The trial of what the judge called “these complex and acrimonious proceedings” was set down for 28 days, commencing on 10 April 2018. The timetable allocated four days judicial reading time followed by opening submissions and evidence due to start in court at 2pm on Monday 16 April.

Just before 5pm on Friday 13 April, however, Pinsent Masons, solicitors for Aeroflot, sought permission to discontinue its proceedings against all defendants.

The application had to be made to the court because Aeroflot had the benefit of worldwide freezing orders against the defendants, and under CPR 38.2(2), a claimant must seek the permission of the court to discontinue where the court has granted an injunction.

Aeroflot offered to pay the costs of the Forus defendants on the standard basis as part of the discontinuance, but not Mr Glushkov.

In granting the application, Rose J discharged the freezing orders, ordered an interim payment on account of costs of £2.5m for the Forus defendants, which was about 60% of their total costs, and of £600,000 for Mr Glushkov’s costs, around 43% of his total costs.
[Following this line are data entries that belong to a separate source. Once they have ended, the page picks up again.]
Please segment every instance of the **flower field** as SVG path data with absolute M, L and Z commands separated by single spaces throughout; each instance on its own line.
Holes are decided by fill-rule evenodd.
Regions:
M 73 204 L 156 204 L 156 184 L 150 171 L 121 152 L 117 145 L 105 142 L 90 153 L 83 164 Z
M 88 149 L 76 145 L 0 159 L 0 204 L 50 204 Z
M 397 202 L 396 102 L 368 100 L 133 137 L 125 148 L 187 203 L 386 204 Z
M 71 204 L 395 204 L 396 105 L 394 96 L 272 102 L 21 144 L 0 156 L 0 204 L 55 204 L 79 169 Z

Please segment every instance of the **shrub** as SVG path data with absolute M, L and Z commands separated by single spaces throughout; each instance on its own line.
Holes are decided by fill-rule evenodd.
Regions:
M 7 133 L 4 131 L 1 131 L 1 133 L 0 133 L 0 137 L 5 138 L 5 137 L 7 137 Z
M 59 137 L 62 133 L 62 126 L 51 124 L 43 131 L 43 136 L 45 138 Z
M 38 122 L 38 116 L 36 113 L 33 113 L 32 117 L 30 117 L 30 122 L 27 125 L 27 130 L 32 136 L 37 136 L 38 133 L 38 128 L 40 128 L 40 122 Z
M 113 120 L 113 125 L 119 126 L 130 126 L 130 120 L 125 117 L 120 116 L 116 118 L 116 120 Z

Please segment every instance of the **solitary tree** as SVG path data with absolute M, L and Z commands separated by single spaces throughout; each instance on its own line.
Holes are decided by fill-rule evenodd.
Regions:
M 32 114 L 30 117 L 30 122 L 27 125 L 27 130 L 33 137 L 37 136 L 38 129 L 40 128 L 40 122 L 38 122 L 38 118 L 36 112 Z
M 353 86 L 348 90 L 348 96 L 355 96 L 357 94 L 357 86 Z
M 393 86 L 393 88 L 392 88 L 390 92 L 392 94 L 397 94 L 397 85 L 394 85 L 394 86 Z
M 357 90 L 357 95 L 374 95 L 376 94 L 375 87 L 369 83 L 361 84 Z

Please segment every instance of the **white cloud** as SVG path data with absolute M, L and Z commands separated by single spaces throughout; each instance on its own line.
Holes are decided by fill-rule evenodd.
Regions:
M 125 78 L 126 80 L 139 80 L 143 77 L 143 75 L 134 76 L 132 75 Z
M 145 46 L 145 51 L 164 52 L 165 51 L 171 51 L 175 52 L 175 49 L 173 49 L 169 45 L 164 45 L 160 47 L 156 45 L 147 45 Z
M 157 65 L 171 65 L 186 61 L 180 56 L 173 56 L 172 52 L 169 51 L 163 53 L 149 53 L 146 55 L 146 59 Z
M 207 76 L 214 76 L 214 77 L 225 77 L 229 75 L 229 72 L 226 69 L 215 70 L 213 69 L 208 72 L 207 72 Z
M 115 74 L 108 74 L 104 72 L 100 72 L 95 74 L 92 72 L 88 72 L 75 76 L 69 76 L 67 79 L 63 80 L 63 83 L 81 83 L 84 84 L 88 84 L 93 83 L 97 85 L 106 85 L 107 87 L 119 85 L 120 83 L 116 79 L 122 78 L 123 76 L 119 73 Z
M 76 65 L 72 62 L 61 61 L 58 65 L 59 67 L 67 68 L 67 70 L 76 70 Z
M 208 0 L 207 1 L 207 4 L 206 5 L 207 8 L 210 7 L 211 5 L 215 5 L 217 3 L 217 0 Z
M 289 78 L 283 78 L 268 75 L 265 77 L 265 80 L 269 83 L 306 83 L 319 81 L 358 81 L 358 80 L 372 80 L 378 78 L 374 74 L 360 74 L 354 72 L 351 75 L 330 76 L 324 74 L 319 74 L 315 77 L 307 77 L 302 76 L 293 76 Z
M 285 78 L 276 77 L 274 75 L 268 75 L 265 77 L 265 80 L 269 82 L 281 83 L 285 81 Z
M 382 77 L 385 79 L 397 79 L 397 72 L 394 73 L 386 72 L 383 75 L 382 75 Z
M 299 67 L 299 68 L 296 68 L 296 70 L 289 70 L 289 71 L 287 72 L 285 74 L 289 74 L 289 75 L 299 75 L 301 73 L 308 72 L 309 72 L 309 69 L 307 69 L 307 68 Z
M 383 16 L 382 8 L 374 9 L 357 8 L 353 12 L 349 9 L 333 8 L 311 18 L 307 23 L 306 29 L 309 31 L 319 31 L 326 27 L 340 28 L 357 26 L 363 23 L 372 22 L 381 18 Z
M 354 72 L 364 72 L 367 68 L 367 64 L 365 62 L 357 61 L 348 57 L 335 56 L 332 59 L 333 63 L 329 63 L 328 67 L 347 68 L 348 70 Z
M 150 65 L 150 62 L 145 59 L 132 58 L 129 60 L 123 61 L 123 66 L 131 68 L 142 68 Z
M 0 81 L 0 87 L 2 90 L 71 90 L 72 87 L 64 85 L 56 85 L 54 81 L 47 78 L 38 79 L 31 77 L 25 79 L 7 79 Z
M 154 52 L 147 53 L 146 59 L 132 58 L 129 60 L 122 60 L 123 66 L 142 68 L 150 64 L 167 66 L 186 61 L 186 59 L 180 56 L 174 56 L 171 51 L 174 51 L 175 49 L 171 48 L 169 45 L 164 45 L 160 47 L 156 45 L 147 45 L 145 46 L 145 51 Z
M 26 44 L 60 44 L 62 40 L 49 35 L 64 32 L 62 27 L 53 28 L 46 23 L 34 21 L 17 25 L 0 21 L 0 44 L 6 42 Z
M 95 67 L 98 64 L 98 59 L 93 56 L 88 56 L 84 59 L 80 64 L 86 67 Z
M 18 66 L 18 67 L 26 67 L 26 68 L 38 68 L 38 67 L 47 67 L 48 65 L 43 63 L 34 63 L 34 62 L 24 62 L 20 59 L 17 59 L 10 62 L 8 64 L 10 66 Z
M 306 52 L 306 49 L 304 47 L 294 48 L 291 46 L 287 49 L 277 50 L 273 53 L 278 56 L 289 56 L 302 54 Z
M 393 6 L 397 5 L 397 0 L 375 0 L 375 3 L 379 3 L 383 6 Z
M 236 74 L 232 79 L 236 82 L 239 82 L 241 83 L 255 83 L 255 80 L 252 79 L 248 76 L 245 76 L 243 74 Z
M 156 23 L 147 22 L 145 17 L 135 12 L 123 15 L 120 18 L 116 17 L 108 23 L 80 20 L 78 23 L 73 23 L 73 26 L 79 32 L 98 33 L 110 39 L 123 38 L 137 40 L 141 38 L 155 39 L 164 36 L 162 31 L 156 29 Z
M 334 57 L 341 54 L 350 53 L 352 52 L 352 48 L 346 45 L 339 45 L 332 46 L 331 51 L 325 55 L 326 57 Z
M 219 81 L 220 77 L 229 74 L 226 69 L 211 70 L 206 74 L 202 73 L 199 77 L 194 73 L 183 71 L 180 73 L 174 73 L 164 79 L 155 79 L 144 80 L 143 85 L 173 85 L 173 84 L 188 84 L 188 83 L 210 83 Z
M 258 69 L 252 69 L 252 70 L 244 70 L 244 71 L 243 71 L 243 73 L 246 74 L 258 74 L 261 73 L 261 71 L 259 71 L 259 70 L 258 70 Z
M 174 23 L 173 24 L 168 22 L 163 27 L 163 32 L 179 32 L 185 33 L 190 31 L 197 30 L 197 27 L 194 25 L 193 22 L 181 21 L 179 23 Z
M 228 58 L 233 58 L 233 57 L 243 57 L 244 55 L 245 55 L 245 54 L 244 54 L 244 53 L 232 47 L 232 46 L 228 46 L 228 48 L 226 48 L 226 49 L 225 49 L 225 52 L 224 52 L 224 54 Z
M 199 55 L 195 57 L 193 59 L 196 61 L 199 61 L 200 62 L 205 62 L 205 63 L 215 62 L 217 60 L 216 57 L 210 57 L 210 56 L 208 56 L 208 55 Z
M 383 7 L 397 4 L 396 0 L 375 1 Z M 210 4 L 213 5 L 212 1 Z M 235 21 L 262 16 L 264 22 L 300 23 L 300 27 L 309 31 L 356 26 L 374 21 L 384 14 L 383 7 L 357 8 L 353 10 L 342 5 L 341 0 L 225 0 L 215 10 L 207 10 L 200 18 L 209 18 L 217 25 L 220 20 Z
The defendants applied for costs on the indemnity basis on two grounds. First was the High Court ruling in Clutterbuck and Paton v HSBC plc & others [2016] 1 Costs LR 13, as authority for the proposition that where a claimant proceeds with allegations of serious dishonesty and fraud against a defendant and discontinues those claims without explanation, an order for indemnity costs should usually follow.

Rose J said there was “no basis for distinguishing Clutterbuck from the present case”.

She continued: “On the contrary, the present case is stronger given that the allegations of fraud were pursued over eight years and the proceedings were prosecuted vigorously up to a few hours before the whole claim was abandoned the afternoon before the trial.”

The order for indemnity costs was likely to be the just result, “unless some explanation can be given as to why the claimant has decided that the allegations are bound to fail”.

However, Aeroflot chose not give a reason for discontinuing.

The second ground was the “more familiar test” from Three Rivers DC v Bank of England [2006] EWHC 816 (Comm) of circumstances which take the case “out of the norm”.

Again, Rose J said she had “no hesitation” in finding that the test was met.

“I have already described the seriousness of the allegations of dishonesty, conspiracy to commit fraud and theft of monies that were persisted in with vigour.

“The allegations were persisted in ‘to the bitter end’ in the sense that on 13 April 2018, only a few hours before the notice of discontinuance was served, [Pinsent Masons partner Michael] Fenn made his 26th witness statement asking the court to admit in evidence under hearsay notices the Aeroflot witness statements purporting to justify those allegations.”

The other factors she took into account were three inaccurate statements to the court during interlocutory proceedings – although the court said these were no deliberate – and the “aggressive pursuit” of some of the defendants.

Aeroflot argued that the defendants should be penalised for failing to mediate. But Rose J rejected this: “Where allegations of fraud and serious wrongdoing are made, the proceedings are intrinsically unsuitable for mediation.

“To penalise the Forus defendants in costs for the stance they took would in effect be penalising Mr Glushkov and the Forus defendants for insisting on their right to have their reputations vindicated by the decisions of the court following a trial.

“In any event I have been case managing these proceedings for some time and I am satisfied there was never any possibility of these parties making any progress in alternative dispute resolution.”

Giving guidance to the costs judge, Rose J that “since Aeroflot have declined to explain why they have discontinued these proceedings”, the appropriate order was that Aeroflot pay all the defendants’ costs to be assessed on the indemnity basis for the whole proceedings.